Saturday, March 17

Open source collaborative filtering and recommendation systems

Update 3/3/2010: Added Mahout

Yesterday I posted on open source text mining libraries. Today, I am looking at recommendation systems aka collaborative filtering (CF); mining user behavior and harnessing the "wisdom of the crowds." In a nutshell, recommendation systems discover new items you might be interested based on your past preferences (such as explicit ratings or implicit click behavior). Their goal is to bring you new and more importantly, interesting, information without you searching for it.

Background from Amazon
Since we are talking about recommendations, the first stop is Amazon and the creator of its original system, Greg Linden, author of Geeking with Greg. (I had the opportunity to meet Greg at SIGIR this past summer and we had some great discussion during the poster session.) Greg's "Early Amazon" posts really provide fascinating insight into some of Amazon's early days. The Amazon recommendation system started as a side project that he wasn't supposed to be working on, read the full story and don't miss his earlier story on his first attempt at a system, BookMatcher.

Current Systems
Recently, a lot of work on distributed recommendation systems is happening in Apache Mahout, a distributed machine learning library that uses Hadoop. The Taste recommender was incorporated into it. The first version was originally started as work on the NetFlix contest. (via Greg). The Mahout library has support for KNN, SVD, and Frequent Pattern Mining using Parallel FP-Growth. Some of the recommendation algorithms are more mature than others: so you'll be getting your hands dirty getting some of them to work. Despite it lack of maturity, this would be my first stop if I was building a system today.

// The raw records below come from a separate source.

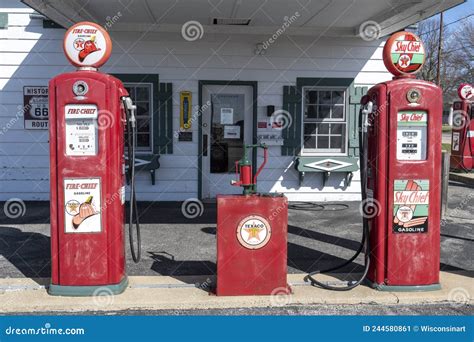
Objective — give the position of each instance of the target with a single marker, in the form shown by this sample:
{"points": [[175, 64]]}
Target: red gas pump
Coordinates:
{"points": [[251, 237], [88, 110], [400, 159], [462, 136]]}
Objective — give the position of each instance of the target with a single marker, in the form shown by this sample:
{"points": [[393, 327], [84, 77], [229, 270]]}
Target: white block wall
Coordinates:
{"points": [[31, 55]]}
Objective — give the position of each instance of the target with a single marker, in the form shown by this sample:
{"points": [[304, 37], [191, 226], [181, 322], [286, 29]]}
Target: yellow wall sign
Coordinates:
{"points": [[185, 109]]}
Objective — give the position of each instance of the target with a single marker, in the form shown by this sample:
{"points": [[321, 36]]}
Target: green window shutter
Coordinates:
{"points": [[353, 108], [164, 124], [292, 133]]}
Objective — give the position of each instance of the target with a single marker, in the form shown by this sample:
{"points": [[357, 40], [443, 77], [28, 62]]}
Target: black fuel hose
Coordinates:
{"points": [[131, 143], [365, 240]]}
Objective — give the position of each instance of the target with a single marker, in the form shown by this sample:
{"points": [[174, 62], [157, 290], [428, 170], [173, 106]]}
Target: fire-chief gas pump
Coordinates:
{"points": [[462, 136], [88, 110], [400, 160], [251, 236]]}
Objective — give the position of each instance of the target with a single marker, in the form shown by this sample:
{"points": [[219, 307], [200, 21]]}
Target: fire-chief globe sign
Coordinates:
{"points": [[87, 44]]}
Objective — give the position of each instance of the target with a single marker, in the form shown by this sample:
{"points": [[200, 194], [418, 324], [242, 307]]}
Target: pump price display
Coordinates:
{"points": [[411, 135], [81, 129]]}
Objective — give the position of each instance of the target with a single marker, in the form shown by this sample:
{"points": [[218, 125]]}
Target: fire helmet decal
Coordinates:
{"points": [[253, 232], [403, 54], [87, 44]]}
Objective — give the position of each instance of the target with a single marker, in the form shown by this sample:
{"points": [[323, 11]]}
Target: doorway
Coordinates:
{"points": [[227, 123]]}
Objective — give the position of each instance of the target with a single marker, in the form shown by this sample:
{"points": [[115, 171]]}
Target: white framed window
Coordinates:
{"points": [[142, 96], [324, 130]]}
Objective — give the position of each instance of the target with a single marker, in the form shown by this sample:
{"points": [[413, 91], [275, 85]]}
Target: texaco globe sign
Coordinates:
{"points": [[403, 54], [253, 232], [87, 44]]}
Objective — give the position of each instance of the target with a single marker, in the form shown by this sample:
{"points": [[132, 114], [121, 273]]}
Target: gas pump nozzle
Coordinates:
{"points": [[130, 108]]}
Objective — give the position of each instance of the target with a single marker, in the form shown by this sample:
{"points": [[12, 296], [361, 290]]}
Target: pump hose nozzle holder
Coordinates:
{"points": [[131, 144]]}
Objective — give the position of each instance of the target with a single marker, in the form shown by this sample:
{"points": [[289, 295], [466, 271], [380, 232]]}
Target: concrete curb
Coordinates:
{"points": [[187, 293]]}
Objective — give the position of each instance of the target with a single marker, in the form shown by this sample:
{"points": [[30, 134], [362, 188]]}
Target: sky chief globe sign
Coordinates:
{"points": [[403, 54], [87, 44]]}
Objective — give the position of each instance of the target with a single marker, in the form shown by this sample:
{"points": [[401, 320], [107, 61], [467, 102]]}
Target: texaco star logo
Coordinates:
{"points": [[253, 232]]}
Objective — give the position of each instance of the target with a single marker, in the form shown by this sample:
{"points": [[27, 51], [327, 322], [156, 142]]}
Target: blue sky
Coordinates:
{"points": [[459, 12]]}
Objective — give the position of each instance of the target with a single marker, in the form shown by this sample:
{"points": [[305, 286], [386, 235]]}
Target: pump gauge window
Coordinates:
{"points": [[411, 135]]}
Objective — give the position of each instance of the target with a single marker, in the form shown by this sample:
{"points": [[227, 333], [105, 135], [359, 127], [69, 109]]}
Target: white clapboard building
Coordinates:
{"points": [[286, 73]]}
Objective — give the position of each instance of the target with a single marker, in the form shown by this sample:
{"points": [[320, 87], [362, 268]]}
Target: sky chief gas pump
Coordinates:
{"points": [[462, 136], [400, 160], [88, 112], [251, 236]]}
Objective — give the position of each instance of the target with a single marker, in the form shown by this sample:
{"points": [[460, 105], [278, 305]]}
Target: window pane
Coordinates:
{"points": [[142, 93], [325, 97], [311, 97], [309, 128], [323, 142], [323, 128], [143, 140], [310, 112], [336, 142], [337, 112], [337, 97], [336, 128], [309, 141], [324, 112], [143, 108]]}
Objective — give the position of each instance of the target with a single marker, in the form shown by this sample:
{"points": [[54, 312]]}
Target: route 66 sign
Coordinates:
{"points": [[35, 107]]}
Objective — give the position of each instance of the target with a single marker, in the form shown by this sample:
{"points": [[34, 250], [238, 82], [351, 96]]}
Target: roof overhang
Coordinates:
{"points": [[324, 18]]}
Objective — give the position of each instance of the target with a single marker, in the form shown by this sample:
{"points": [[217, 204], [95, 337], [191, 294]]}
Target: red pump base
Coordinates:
{"points": [[252, 245]]}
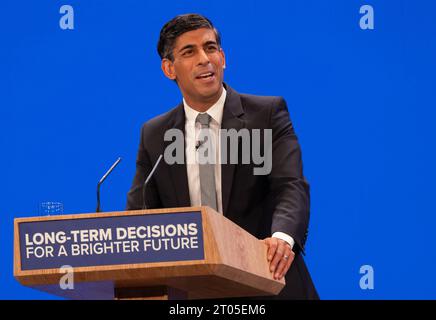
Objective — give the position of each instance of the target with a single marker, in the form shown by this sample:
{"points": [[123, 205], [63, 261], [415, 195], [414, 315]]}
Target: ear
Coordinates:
{"points": [[168, 69], [223, 57]]}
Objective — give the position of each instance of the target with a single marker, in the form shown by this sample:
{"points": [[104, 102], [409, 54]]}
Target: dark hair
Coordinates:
{"points": [[178, 26]]}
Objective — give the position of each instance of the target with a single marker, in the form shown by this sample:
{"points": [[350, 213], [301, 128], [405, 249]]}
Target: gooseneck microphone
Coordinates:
{"points": [[144, 186], [101, 181]]}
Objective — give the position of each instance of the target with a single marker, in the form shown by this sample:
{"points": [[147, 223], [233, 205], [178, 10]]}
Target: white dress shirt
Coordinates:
{"points": [[192, 131]]}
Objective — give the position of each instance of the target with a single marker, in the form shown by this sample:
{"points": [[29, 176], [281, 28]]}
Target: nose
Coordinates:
{"points": [[203, 58]]}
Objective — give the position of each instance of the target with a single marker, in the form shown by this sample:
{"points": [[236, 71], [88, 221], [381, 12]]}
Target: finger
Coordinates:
{"points": [[276, 258], [281, 268], [272, 248], [288, 264]]}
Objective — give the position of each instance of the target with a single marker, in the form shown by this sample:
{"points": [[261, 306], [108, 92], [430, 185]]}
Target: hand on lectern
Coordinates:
{"points": [[280, 256]]}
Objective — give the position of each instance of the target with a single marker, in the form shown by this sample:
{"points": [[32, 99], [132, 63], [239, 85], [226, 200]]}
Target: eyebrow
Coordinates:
{"points": [[191, 46]]}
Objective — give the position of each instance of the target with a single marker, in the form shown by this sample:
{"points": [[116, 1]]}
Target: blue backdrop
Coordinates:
{"points": [[362, 102]]}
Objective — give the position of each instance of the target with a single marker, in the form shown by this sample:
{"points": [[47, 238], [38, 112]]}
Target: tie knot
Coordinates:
{"points": [[203, 119]]}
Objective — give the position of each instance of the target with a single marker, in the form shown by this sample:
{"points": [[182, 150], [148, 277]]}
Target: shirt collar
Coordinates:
{"points": [[215, 111]]}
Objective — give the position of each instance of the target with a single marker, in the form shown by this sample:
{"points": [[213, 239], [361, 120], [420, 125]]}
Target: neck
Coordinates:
{"points": [[204, 104]]}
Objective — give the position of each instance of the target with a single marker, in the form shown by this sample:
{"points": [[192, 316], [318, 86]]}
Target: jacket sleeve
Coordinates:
{"points": [[286, 180]]}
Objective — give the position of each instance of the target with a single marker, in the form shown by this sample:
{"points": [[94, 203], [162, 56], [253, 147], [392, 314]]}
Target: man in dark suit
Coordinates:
{"points": [[272, 206]]}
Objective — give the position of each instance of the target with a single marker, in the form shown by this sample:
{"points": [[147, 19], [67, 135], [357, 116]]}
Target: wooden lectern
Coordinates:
{"points": [[230, 262]]}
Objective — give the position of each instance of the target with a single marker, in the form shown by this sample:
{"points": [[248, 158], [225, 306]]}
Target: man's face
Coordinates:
{"points": [[198, 66]]}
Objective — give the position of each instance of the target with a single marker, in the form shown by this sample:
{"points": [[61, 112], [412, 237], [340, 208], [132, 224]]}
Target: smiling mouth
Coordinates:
{"points": [[205, 75]]}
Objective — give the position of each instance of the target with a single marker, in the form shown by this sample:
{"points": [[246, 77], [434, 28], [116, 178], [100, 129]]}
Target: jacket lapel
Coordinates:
{"points": [[178, 171], [231, 120]]}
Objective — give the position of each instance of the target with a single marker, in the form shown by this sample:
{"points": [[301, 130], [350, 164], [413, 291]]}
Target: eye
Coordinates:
{"points": [[211, 48], [187, 52]]}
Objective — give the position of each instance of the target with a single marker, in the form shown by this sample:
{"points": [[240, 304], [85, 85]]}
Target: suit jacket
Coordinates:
{"points": [[261, 204]]}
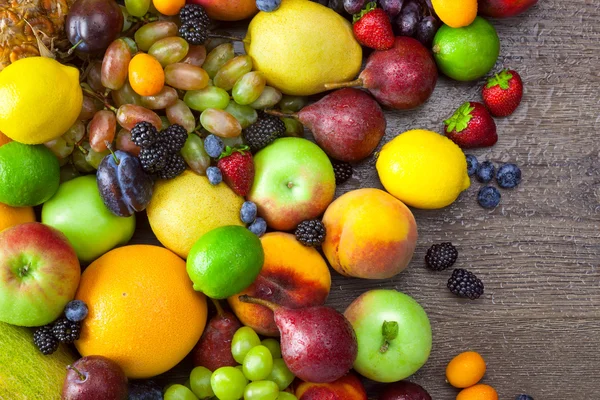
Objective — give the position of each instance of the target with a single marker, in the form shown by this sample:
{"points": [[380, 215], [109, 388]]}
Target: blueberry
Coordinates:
{"points": [[488, 197], [76, 310], [248, 212], [508, 176], [258, 227], [213, 145], [214, 175], [485, 172], [268, 5], [472, 164]]}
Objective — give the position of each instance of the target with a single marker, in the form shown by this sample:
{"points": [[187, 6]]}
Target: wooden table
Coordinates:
{"points": [[538, 253]]}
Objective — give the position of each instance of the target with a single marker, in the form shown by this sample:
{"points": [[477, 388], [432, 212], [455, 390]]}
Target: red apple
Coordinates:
{"points": [[504, 8], [228, 10], [39, 274]]}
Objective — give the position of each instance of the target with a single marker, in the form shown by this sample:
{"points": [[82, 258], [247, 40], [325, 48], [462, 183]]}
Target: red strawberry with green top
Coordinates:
{"points": [[372, 28], [503, 93], [237, 168], [471, 126]]}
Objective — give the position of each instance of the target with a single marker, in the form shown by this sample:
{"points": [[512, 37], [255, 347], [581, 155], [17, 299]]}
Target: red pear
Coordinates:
{"points": [[402, 77], [318, 344]]}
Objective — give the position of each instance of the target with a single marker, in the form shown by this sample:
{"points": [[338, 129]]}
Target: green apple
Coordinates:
{"points": [[77, 210], [39, 274], [393, 334], [293, 182], [27, 374]]}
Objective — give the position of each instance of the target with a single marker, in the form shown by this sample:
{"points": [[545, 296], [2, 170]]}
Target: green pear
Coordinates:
{"points": [[302, 46], [25, 373]]}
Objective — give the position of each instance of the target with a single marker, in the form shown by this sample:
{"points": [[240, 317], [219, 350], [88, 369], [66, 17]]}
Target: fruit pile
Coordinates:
{"points": [[153, 113]]}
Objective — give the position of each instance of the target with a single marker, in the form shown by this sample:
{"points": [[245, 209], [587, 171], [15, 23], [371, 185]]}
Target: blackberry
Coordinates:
{"points": [[465, 284], [193, 12], [174, 166], [441, 256], [263, 132], [66, 331], [44, 340], [173, 138], [342, 170], [153, 158], [144, 134], [311, 232], [194, 33]]}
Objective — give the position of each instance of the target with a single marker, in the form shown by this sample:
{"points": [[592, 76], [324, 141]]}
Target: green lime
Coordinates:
{"points": [[29, 175], [225, 261], [468, 53]]}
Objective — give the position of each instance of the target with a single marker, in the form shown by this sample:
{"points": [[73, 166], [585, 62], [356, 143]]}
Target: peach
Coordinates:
{"points": [[292, 275], [348, 387], [228, 10], [370, 234]]}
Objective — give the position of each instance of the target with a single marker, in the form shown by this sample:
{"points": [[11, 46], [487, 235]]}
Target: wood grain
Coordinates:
{"points": [[538, 325]]}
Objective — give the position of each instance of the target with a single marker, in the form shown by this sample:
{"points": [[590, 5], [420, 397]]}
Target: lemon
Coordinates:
{"points": [[39, 99], [423, 169]]}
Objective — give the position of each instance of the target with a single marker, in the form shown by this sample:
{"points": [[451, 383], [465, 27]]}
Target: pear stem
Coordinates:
{"points": [[278, 113], [253, 300], [354, 83], [78, 372]]}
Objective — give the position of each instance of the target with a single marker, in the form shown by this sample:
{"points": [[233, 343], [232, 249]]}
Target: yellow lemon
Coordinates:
{"points": [[423, 169], [39, 99]]}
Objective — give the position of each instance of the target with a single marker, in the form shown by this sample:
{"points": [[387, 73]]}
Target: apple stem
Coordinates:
{"points": [[78, 372], [253, 300], [277, 113], [356, 82]]}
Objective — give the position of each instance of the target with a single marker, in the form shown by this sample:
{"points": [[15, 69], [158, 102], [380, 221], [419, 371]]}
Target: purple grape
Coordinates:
{"points": [[354, 6], [392, 7], [426, 30], [406, 23]]}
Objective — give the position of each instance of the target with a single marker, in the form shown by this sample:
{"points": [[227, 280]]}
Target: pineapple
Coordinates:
{"points": [[18, 17]]}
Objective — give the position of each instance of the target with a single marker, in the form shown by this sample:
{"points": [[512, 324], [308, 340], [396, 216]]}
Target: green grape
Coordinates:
{"points": [[169, 50], [293, 127], [280, 374], [68, 172], [200, 381], [209, 97], [258, 363], [228, 383], [243, 340], [261, 390], [245, 115], [194, 154], [137, 8], [268, 98], [220, 123], [273, 346], [179, 392], [233, 70], [150, 33], [249, 87], [286, 396], [217, 57], [292, 103]]}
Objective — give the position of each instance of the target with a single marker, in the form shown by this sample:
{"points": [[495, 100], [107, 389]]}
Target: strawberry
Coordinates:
{"points": [[372, 28], [503, 93], [237, 168], [471, 126]]}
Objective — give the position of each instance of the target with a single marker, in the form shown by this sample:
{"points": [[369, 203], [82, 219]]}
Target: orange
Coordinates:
{"points": [[465, 370], [146, 75], [11, 216], [169, 7], [478, 392], [456, 14], [143, 312]]}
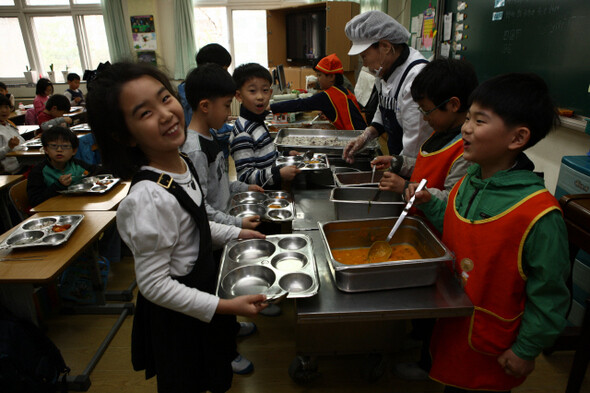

A simple content based recommender could be built using a search system to take an object and convert it into a query. See the open-source search engines.

Other Related Work
Another specialist in this area is Daniel Lemire, a researcher at the University of Quebec in Montreal. He wrote this paper on a simple and effective recommendation engine using SQL and PHP, the code is available on the site. There is a related project, Vogoo in PHP which appears to be actively maintained. Daniel also wrote a version of the item based recommender engine in Java, Cofi.

CoFE (Collaborative Filtering Engine) is another open source Java based engine created by Jon Herlocker from the University of Oregon, but I don't believe it is being maintained; it looks like it hasn't been updated since 2004.

Ray Mooney at the University of Texas has also been working on recommendation research as well, his main specialty is information extraction and machine learning. Here are some of his department's publications. Specifically, here are some introductory level slides from a recent course he taught on Information Retrieval.

That pretty much covers recommender systems for today. You can always check the Wikipedia article on Collaborative Filtering (CF) for updates. Again, many of these systems use machine learning and classification, which fits nicely with my previous post on text mining.


  1. Great post. (My first name is "Daniel" though, not David).

  2. Sorry about that, it was late :-). Should be fixed now.

    I read your blog regularly, keep up the great work.

  3. Anonymous2:27 AM EDT

    Great blog, i read your blogs regularly. Keep up the good work All the best.

  4. Anonymous12:03 PM EDT

    Actually, Amazon's recommendation engine was based on Net Perception's own software which some genius decided to give to Amazon for next to nothing.